O Chile entre o passado e o futuro
"Como entender que dois anos depois das intensas e tensas manifestações públicas contra o modelo liberal e exigindo mudanças estruturais, o cenário seja esse?", questiona o jornalista Eric Nepomuceno sobre a disputa presidencial do Chile
Por Eric Nepomuceno, para o Jornalistas pela Democracia
O resultado do primeiro turno nas eleições presidenciais chilenas, que aconteceu no domingo 21 de novembro, traz inquietantes paralelos com o que vivemos no Brasil em 2018.
Lá, como cá, os partidos tradicionais no campo conservador, e também no liberal, se esfacelaram. Para o segundo turno vai, por um lado, o ultradireitista José Antonio Kast. E, pelo campo progressista, Gabriel Boric.
A diferença entre os dois foi pequena, 27,9 a 25,8%. Porém, e como destaca Jeferson Miola em artigo aqui no 247, direita e extrema direita somaram votos suficientes para manter uma distância de sete pontos na frente da esquerda e dos progressistas (53,5 a %3,5 a 46,5%). Alterar esse quadro é o maior desafio que Boric enfrenta.
Outro ponto que surpreendeu: o voto no Chile não é obrigatório. Ainda assim, houve uma participação bastante alta nas eleições constituintes do ano passado, e esperava-se uma repetição no domingo passado. Pois agora só 43,6% dos eleitores votaram, uma porcentagem menor até que a registrada nas presidenciais de quatro anos atrás.
Leio aqui no Brasil e também nos meios de comunicação de outros países que Kast é uma espécie de Jair Messias versão chilena.
Pura conclusão apressada. Kast é equilibrado, fala de maneira coerente, tem argumentos sólidos. Mente, é verdade, mas não da maneira compulsiva e descontrolada que vemos diariamente por aqui.
Não é uma figura patética, bizarra e perigosa: só coincide com Jair Messias no quesito “perigoso”. Muito, por certo. Mas não é um desequilibrado.
Assim, apresenta para o seu país e, indiretamente, para todas as comarcas da nossa América, uma ameaça mais sólida que Jair Messias.

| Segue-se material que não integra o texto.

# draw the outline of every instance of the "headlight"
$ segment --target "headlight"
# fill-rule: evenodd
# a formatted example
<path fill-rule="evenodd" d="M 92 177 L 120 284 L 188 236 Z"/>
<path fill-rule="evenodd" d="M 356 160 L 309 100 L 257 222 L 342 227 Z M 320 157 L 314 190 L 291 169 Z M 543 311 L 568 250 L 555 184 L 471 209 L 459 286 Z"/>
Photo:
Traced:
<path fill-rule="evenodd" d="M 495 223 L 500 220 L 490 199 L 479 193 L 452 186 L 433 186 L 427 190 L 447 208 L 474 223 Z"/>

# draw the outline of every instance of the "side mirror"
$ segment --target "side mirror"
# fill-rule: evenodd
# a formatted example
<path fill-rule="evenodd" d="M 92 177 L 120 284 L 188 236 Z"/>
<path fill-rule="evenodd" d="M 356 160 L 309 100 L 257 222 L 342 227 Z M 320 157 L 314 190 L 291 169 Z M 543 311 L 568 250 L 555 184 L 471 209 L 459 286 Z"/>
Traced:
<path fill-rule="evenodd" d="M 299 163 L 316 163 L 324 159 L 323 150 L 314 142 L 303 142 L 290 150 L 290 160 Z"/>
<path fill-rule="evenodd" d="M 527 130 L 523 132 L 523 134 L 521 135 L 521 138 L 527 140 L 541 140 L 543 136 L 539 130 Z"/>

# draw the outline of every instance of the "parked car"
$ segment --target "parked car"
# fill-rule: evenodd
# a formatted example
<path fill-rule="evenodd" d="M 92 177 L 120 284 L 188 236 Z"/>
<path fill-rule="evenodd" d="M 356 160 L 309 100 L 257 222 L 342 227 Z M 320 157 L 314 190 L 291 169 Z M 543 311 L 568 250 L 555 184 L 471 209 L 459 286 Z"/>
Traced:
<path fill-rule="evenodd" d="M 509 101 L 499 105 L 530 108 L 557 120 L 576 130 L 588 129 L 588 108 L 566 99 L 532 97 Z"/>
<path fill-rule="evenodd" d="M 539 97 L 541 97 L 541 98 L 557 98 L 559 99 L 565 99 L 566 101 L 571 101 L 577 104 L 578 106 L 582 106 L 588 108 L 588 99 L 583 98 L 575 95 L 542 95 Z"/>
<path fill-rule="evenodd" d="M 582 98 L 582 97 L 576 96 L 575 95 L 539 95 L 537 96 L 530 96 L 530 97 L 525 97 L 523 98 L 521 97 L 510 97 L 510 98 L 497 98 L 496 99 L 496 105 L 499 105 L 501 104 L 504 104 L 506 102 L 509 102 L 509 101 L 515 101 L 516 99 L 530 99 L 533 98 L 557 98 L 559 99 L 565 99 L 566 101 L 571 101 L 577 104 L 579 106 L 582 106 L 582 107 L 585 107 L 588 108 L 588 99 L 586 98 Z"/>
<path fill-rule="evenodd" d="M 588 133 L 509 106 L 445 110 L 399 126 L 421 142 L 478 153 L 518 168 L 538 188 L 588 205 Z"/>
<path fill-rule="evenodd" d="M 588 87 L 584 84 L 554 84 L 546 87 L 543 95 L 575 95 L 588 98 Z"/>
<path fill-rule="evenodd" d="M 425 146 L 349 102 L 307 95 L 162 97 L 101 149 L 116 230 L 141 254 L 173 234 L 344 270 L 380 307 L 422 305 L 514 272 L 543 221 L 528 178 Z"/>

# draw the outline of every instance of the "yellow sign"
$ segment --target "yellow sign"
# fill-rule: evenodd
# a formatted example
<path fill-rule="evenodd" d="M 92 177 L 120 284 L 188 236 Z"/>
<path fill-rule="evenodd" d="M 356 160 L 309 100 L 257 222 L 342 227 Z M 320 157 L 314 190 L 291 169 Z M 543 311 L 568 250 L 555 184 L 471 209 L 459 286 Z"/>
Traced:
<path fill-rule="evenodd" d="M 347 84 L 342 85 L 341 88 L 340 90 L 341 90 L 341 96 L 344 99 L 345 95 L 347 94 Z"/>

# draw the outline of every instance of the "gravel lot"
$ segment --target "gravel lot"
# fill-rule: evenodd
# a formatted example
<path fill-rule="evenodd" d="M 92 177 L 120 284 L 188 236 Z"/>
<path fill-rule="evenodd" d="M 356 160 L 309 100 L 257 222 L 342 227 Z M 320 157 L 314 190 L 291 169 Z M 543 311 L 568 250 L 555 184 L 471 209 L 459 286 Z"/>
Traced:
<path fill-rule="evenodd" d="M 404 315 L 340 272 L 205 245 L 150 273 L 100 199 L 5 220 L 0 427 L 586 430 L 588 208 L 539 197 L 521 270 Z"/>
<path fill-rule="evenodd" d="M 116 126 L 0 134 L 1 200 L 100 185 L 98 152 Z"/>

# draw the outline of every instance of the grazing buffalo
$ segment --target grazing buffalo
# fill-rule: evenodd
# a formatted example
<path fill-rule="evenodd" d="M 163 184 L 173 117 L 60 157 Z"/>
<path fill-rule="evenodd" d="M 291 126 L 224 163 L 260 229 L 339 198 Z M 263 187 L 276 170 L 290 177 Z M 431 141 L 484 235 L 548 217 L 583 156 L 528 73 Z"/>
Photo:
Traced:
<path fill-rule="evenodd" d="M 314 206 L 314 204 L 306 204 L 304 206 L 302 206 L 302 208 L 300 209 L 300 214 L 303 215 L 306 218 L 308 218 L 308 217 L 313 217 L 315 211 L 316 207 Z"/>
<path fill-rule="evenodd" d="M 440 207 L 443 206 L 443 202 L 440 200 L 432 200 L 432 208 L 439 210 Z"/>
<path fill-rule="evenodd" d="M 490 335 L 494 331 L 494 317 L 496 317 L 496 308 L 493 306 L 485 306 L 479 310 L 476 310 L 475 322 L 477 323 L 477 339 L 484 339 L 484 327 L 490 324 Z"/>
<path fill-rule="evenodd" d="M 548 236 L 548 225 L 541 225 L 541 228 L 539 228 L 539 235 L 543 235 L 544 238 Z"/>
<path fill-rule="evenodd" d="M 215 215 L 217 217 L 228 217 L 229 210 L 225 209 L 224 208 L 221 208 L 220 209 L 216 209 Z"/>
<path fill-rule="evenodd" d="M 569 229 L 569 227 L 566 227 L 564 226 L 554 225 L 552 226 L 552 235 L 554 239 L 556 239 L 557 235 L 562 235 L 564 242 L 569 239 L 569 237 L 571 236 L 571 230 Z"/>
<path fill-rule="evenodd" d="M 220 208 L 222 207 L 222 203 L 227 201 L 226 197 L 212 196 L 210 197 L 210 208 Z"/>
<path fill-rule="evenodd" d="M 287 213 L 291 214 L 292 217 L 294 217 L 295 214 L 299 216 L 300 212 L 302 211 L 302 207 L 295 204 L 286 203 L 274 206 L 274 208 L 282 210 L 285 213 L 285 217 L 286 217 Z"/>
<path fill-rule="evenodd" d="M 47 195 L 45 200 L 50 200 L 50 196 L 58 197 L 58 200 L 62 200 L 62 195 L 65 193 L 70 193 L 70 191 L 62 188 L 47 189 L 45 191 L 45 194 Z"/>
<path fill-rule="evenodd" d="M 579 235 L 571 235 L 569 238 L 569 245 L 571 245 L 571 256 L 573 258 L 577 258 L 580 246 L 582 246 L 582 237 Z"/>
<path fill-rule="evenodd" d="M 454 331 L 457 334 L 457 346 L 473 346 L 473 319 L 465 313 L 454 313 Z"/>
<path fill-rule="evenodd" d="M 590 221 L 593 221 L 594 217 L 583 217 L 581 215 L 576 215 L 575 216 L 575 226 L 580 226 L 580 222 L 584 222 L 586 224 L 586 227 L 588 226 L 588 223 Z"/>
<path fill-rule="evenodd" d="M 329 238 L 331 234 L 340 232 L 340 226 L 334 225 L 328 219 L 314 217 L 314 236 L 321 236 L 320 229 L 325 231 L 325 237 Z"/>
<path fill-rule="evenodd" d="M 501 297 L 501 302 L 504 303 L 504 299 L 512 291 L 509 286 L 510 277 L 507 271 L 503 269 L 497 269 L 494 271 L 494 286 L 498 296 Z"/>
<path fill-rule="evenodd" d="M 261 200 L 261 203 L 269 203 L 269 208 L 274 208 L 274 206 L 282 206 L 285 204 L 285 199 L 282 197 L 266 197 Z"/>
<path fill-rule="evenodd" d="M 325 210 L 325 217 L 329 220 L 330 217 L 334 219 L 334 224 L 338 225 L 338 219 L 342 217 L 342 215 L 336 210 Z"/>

Boric, por seu lado, é jovem – 35 anos, idade mínima para se apresentar disputando a presidência do seu país –, e está em seu segundo mandato como deputado federal. Foi líder universitário, e nessa condição apareceu entre os mais destacados dirigentes das mobilizações estudantis de 2011. Filho de um militante do Partido Democrata Cristão, desde a juventude se aproximou da esquerda.
Terá agora pela frente um Kast ultradireitista, admirador entusiasta não apenas de Donald Trump e Jair Messias, mas também do falecido general Augusto Pinochet e defensor de sua ditadura sanguinária.
O cenário tenso, graças à novidade – um pinochetista radical enfrentando um jovem com trajetória firme porém nada extremista de esquerda –, de certa forma surpreendeu, e a muita gente, a começar, claro, pelos chilenos, leva agora à busca de explicações: a esta altura, como um pinochetista vence um primeiro turno e aparece com chances de vencer o segundo e virar presidente?
Como entender que dois anos depois das intensas e tensas manifestações públicas contra o modelo liberal e exigindo mudanças estruturais, o cenário seja esse?
Há um ano, 80% dos que votaram por uma nova Constituição, que irá substituir a herdada de Pinochet e sua ditadura, abriram as portas para um novo futuro. Há cinco meses, na votação dos que integrariam a Constituindo a direita só conseguiu 37 das 155 cadeiras da Assembleia.
Como entender que um negacionista dos direitos humanos, defensor de um regime sanguinário, com um programa de governo irremediavelmente reacionário e retrógrado, tenha liderado o primeiro turno?
Os chilenos querem mudanças, mas boa parte do eleitorado tem medo de radicalismos. Nos últimos dois anos houve amplas mobilizações sociais, com focos de explosão de fúria entre os manifestantes.
Foi possível constatar que havia um descontentamento amplo, forte e generalizado. Mas também difuso. E esse é o pano de fundo daquilo que se vê hoje no Chile: qual o foco do descontentamento que mais pesa? Qual exatamente é o medo que faz com que se apoie, inclusive em regiões de alta pobreza, um pinochetista?
Pois este será o maior desafio da esquerda: fazer com que a esperança vença o medo.
E com isso impeça que um Jair Messias lúcido, coerente, articulado, equilibrado – ou seja, o contrário do que destroça o Brasil – seja uma ameaça para o equilibro regional.
* Este é um artigo de opinião, de responsabilidade do autor, e não reflete a opinião do Brasil 247.